Eventually, other restaurants, including Nick’s—another local favorite—popped up, bringing more exposure to the businesses on that end of Del Mar.
“Bring Nick’s on, bring everybody in town, because guess what, the more people, the more restaurants that we have in town, we all survive,” he says. “We all do better … we got options now. I love it.”
With Mimosa serving as another option in town, Veronique notes that the two restaurants don’t exactly share the same clientele.
“Actually, most people—I say most people, not everybody—but most people, if they like Mimosa and they come here, because they found out we’re related, they don’t like it,” she says. “They’re like, ‘Oh, it’s not upscale enough.’ It’s not what they were looking for. They wanted something different.”
Comparing the two restaurants, Veronique describes Mimosa as a French bistro that’s “trendier” with a mellow feel—as though customers are experiencing a mini vacation while they enjoy a glass of wine or mimosa at brunch.

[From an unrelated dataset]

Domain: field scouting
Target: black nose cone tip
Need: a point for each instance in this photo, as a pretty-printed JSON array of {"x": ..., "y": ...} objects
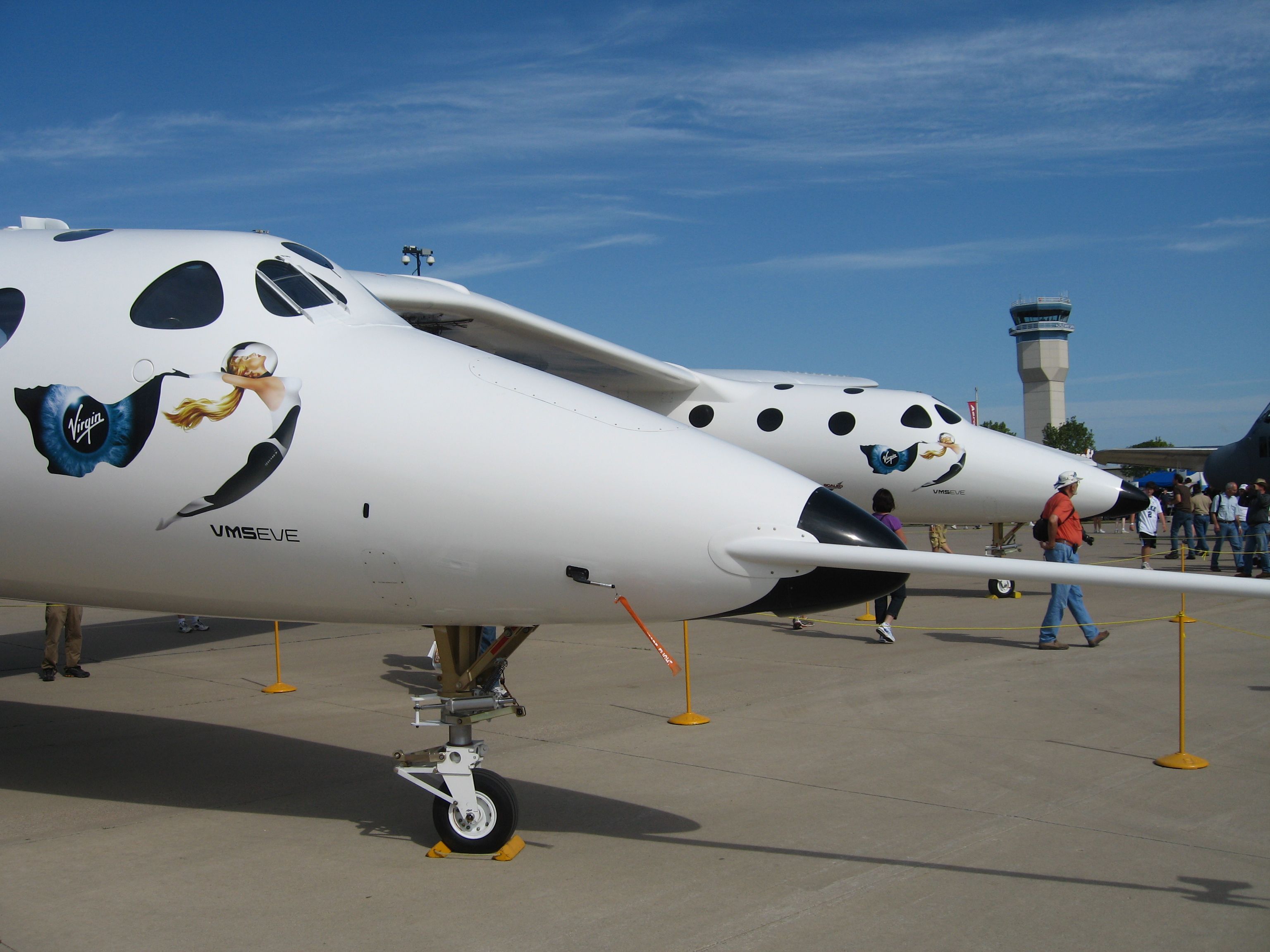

“Here is more like your friend’s kitchen and you know everybody,” she says of Antoine’s. “It’s loud, it’s fast; boom, boom, you know? It’s different.”
Echoing that thought, Antoine Jr. stresses that “they are two different entities, and we want to keep them completely separate. But at the same time, understand that we are family.”
“This is family-oriented. This has been a staple in town,” Antoine Jr. says of Antoine’s, adding that during his time growing up in the family business, “I’ve even served families that I saw on dates, I saw them getting married, I saw them have babies … it’s a beautiful thing to me.”
Regardless of the differences between the two restaurants, and the underlying competition between mother and son, Antoine Jr. says, “At the end of the day, it’s a family affair.”